What about the people coming here now, not all of whom are part of the labor market or are eligible for asylum under our current laws? Sara Ramey, the executive director of the Migrant Center for Human Rights, a San Antonio nonprofit providing immigrants free and low-cost legal representation, called for expanding who’s eligible under U.S. asylum laws, which were written in the wake of the Second World War. She suggested adopting something like the European Union’s Temporary Protection, which is more expansive and provides more access to benefits than the U.S.’s Temporary Protected Status. Loosening immigration restrictions has the potential to draw more people to the border. And creating a system that lets the hundreds of thousands of people trying to enter the U.S. every year cross the border in an orderly fashion while screening them in humane conditions and not overwhelming border communities would be a massive undertaking.
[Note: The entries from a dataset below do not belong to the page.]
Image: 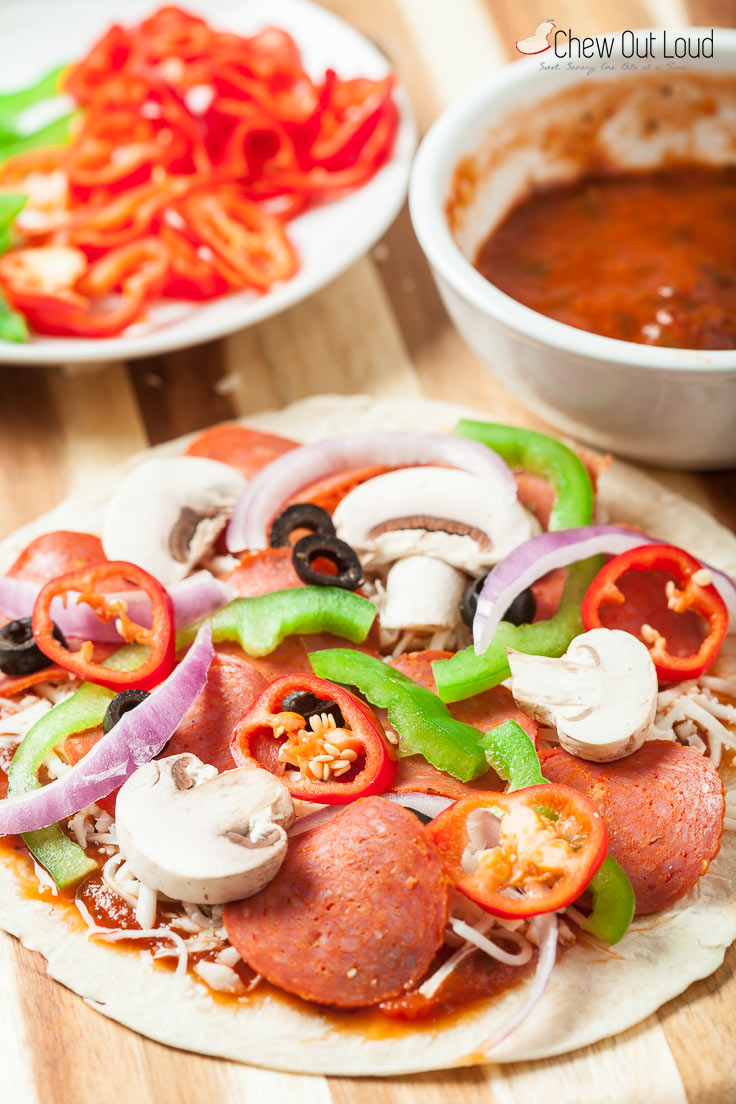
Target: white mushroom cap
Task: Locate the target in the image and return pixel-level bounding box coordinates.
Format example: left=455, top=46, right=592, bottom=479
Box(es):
left=115, top=753, right=295, bottom=904
left=103, top=456, right=246, bottom=586
left=332, top=465, right=538, bottom=574
left=506, top=628, right=657, bottom=763
left=381, top=555, right=468, bottom=630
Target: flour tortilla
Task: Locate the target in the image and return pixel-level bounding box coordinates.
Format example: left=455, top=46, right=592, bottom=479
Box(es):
left=0, top=395, right=736, bottom=1075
But Ramey’s position is that the U.S. needs to offer a pathway other than the dark interior of a tractor-trailer.

“The different policies that fall within this idea of deterrence are by, and large, not effective and are not really addressing the root causes of migration,” Ramey said. “I say ‘root causes’ not just in the sense of the danger and desperation people are fleeing from, but in the sense of our laws not having many viable ways for people to come into the country.”